So “Lay Lady Lay” (Nashville Skyline) won out. Because, even though i feel conflicted admitting it, i think it’s one of the sexiest songs ever recorded, and because this post was supposed to be about complicated sex, and because it marks a second in time where Kris Kristofferson was a janitor (goddamn!), and because of the horse trot ‘spite deal’ cowbells, and because ‘i long to see you in the morning light, i long to reach for you in the night’. Yes, because of all of that, because really great songs are accidental and collaborative, it wins.

As for the sex, i’d meant to begin here: i went to see the new Pixar movie, Brave, yesterday. i guess i’ve been in a media hole for a while, too, because i actually hadn’t even heard of it and had no idea what it was supposed to be “about.” Let’s just say it was right up my alley: Merida, a little fire-haired Scottish future queen, would rather ride her fluffy horse (Angus) through the woods and practice archery than listen to her extremely persistent mother’s lifelong instructions on how to become a proper princess. She breaks protocol, bigtime, at her betrothal ceremony. She scores a sketchy spell from a witch that does something horrible to her mother–the result of which is that they both learn very difficult lessons like how to love and understand each other and when it is appropriate to swallow one’s pride.
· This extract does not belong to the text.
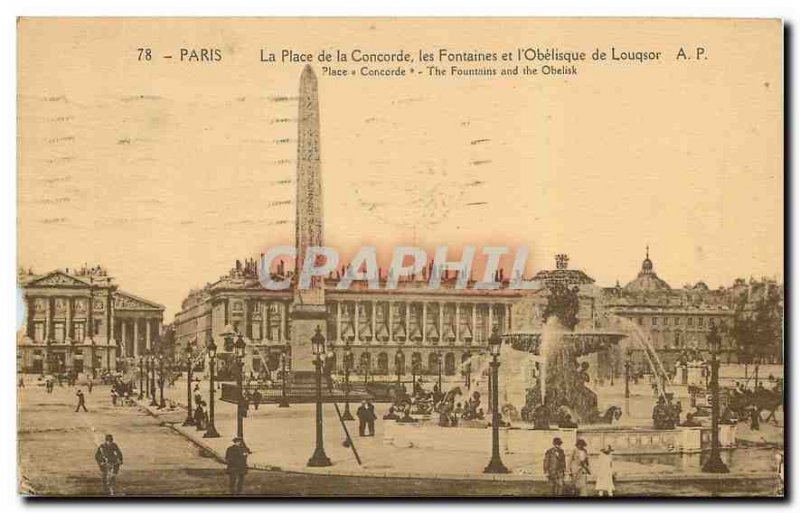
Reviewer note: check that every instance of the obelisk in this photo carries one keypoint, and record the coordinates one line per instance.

It is a fast-paced tear-jerker. Tabling, for a moment, the completely fucked up absence of people of color in Pixar worlds of self-reflexive, inspirational rebellion and the many complications of this statement: i think that for people who imagine that representation shapes reality, it is nonetheless a welcome insertion into the lexicon of dolls and rides and party decorations available for the babies.

There is a very complicated moment when, having shown up her assy suitors in an archery contest–she decides to shoot for her own hand, and wins by a landslide–her mother says, you embarrassed them. For me, this is one of the film’s most poignant moments: swallowing your pride isn’t always about being subservient and eating shit. Sometimes it’s just a nice gesture not to rip someone apart–especially when it’s dead easy.

i came home and googled general responses to the movie. On the first page, i see an article in EW asking, “Could the heroine of Pixar’s Brave be gay?” More specifically: “But it’s quite possible that while watching Brave’s tomboyish heroine shoot arrows, fight like one of the boys, and squirm when her mother puts her in girly clothes, a thought might pop into the head of some viewers: Is Merida gay?” Now, if the three potential bridegroom options presented to her hadn’t been so revolting (a boy who looks like a gigantic toddler who can break big pieces of wood with his bare hands, a Braveheart-esque tantrumy dorkwad, and a squat, mumbling little spaz), this possibility would be even more interesting, but i do like the way that the lameness of the princes further deconstructs the “reality” behind conventional fairy tale narratives. What i like, even more, is that without ever once bringing it up, the extreme gender variance of the character suggests that this actually is a movie about sex–the way in which the sex that you have (your own complex interaction with gender norms and expectations) determines the sex that you have, and i think it’s fascinating that this EW writer imagines a world in which such an unconventional gender performance reads as gay.